具体的な活用例として、ダム貯水池周辺の監視、道路の斜面崩壊の早期把握、地表変動の検知による減災対策、森林資源の管理などが想定されています。和歌山県とJAXAは今後、対象エリアや施設の詳細を詰めて合意を目指す方針です。
「衛星で地盤の動きが分かるなんてすごい技術だな」
「インフラの老朽化対策に税金を使うのは賛成できる」
「災害が起きてからじゃ遅い、予防が大事だよね」
「和歌山は山が多いから人の力だけでは限界があるはず」
「こういう技術投資こそ必要な公共事業だと思う」
防災からスペースポート構想まで広がる可能性
和歌山県とJAXAの連携は2009年の協定締結以来、防災分野で続いています。今回はこれまでの災害時対応に加えて、平時のインフラ予防保全に範囲を広げます。JAXAは「インフラ管理・防災DX」を重点テーマに位置づけており、衛星データを活用した予防保全型のインフラ管理の実現を目指しています。だいち4号は従来機と比べて観測幅が50キロメートルから200キロメートルへと4倍に拡大しました。これにより広域かつ同時多発的な災害発生時の状況把握が迅速に行えます。
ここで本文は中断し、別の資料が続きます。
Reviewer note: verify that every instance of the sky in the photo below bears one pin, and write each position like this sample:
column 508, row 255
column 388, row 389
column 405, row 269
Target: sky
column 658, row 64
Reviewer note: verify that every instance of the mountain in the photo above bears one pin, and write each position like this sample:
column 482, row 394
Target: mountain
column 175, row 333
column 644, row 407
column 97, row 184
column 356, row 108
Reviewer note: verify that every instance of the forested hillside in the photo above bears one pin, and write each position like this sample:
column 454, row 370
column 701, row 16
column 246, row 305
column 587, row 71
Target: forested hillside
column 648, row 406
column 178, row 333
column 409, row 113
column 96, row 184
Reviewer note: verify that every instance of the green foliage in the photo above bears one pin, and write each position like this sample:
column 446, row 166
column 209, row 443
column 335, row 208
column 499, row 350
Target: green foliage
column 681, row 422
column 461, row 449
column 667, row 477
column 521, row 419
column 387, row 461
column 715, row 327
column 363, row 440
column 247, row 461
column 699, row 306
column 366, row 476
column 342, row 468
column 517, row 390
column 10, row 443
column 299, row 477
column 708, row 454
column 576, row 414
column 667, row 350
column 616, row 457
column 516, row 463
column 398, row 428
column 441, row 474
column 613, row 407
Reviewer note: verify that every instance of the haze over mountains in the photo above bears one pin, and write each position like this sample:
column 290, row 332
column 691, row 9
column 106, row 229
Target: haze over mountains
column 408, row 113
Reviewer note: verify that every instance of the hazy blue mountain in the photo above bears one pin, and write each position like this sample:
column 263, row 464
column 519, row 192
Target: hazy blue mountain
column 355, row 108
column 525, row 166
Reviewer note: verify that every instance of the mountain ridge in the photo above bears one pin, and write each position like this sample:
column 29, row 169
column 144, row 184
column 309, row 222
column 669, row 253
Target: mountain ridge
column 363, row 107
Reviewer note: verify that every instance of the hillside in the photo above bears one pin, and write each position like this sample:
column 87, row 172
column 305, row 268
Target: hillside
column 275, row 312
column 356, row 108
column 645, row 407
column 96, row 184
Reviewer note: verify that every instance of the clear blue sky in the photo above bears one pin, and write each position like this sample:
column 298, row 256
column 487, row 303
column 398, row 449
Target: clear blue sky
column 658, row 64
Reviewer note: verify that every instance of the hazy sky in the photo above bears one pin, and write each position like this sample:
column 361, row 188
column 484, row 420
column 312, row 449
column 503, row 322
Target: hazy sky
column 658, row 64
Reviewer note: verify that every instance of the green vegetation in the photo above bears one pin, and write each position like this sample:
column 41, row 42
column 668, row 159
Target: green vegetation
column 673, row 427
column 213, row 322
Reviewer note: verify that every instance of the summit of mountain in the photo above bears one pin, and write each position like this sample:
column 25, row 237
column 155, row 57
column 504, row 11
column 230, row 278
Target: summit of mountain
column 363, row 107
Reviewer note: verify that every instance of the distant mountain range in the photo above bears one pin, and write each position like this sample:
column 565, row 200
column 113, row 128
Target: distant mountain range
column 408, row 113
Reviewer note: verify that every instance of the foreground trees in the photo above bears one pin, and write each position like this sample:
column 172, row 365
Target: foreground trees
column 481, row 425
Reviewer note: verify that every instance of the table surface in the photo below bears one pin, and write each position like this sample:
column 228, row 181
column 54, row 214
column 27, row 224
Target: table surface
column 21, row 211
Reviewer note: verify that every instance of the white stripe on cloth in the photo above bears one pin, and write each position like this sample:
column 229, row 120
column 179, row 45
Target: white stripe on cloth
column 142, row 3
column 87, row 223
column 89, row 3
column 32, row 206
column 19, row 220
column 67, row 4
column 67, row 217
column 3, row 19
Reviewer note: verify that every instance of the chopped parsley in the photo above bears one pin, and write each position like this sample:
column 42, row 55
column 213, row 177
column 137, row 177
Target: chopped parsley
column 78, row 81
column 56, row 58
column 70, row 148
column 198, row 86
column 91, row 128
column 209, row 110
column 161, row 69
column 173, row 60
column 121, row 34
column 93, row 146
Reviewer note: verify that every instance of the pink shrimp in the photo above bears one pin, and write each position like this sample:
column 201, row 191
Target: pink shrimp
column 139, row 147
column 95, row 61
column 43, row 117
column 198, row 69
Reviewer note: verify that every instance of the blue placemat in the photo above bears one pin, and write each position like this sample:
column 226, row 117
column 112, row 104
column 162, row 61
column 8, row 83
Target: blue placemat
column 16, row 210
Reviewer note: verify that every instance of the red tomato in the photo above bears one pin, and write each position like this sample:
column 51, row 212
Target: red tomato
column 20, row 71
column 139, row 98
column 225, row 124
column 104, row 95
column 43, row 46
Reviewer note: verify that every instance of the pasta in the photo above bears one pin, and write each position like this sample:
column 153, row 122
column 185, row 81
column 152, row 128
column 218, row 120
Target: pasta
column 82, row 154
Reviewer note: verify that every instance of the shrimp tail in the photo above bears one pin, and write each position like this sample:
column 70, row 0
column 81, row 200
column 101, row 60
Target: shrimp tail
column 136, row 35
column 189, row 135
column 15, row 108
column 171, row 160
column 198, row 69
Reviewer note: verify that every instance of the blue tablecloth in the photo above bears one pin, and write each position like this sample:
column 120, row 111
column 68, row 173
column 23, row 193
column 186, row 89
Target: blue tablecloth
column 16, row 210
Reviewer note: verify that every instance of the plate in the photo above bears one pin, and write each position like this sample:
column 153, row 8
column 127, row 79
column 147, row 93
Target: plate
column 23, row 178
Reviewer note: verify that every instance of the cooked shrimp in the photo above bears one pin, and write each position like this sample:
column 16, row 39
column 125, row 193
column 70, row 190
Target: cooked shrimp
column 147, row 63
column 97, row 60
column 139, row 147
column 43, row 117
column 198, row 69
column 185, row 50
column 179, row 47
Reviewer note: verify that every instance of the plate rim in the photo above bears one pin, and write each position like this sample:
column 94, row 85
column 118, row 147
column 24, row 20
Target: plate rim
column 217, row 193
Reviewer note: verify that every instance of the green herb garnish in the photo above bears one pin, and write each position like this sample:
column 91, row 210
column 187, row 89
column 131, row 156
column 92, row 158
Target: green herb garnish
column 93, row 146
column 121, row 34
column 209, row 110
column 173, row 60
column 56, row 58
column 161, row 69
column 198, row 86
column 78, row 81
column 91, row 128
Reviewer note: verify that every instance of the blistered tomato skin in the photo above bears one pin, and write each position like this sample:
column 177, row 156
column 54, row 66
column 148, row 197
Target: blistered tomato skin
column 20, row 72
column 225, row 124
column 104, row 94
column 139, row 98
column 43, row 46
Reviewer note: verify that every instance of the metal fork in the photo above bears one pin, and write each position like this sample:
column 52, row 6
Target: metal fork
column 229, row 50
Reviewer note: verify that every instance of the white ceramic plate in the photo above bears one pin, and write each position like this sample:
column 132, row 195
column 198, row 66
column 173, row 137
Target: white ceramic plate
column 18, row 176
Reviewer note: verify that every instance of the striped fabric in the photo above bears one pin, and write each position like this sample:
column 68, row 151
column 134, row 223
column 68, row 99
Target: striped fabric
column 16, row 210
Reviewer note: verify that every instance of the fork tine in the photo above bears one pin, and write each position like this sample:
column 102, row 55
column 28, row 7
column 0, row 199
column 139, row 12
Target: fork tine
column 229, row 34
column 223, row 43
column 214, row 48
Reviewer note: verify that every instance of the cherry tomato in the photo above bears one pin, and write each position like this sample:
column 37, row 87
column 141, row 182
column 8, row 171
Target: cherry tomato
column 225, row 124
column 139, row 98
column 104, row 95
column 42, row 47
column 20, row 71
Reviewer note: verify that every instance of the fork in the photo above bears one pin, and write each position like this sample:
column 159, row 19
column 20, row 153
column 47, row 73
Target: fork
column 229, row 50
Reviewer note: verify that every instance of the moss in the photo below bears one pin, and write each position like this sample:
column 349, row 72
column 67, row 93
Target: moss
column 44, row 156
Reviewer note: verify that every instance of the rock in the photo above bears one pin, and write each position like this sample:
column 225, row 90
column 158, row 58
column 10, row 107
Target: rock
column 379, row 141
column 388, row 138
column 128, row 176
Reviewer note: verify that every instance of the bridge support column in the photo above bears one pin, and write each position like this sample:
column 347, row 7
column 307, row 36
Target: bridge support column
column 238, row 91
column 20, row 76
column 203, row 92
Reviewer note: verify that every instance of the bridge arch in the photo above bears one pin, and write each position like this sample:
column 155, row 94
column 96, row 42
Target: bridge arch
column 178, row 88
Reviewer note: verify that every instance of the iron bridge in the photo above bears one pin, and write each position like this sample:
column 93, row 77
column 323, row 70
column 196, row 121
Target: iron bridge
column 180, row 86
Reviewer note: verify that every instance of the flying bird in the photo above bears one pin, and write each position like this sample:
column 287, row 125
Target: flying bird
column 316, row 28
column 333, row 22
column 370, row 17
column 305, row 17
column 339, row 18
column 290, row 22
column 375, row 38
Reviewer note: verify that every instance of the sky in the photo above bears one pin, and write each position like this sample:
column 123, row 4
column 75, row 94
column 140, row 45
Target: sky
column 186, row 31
宮崎知事は「持続可能な未来をつくるうえで欠かせないインフラの予防保全に加え、宇宙産業の振興に役立つ」と期待を示しました。和歌山県は「スペースポート紀伊」を核とした宇宙産業振興を進めており、今回の連携はそうした構想とも連動しています。瀧口理事は「県との連携で得られる成果は衛星利用の拡大に資する。宇宙を活用した持続可能な社会基盤の実現に貢献したい」とコメントしています。
地方自治体での先進的な取り組みに
だいち4号は3メートル分解能という世界最高レベルの性能を持ち、地殻変動やインフラの変位監視、農作物の作付け状況把握、森林伐採状況の早期把握など幅広い分野での活用が期待されています。和歌山県での実証が成功すれば、同様の課題を抱える他の自治体にも展開できる可能性があります。特に山間部が多く、インフラの点検に人員を割くことが困難な地域にとっては、衛星データの活用は有効な選択肢となります。
両者は検討を経て覚書を締結し、2027年度からの実証開始を目指しています。民間事業者も参加できる枠組みを設けることで、宇宙産業の振興と地域課題の解決を同時に進める方針です。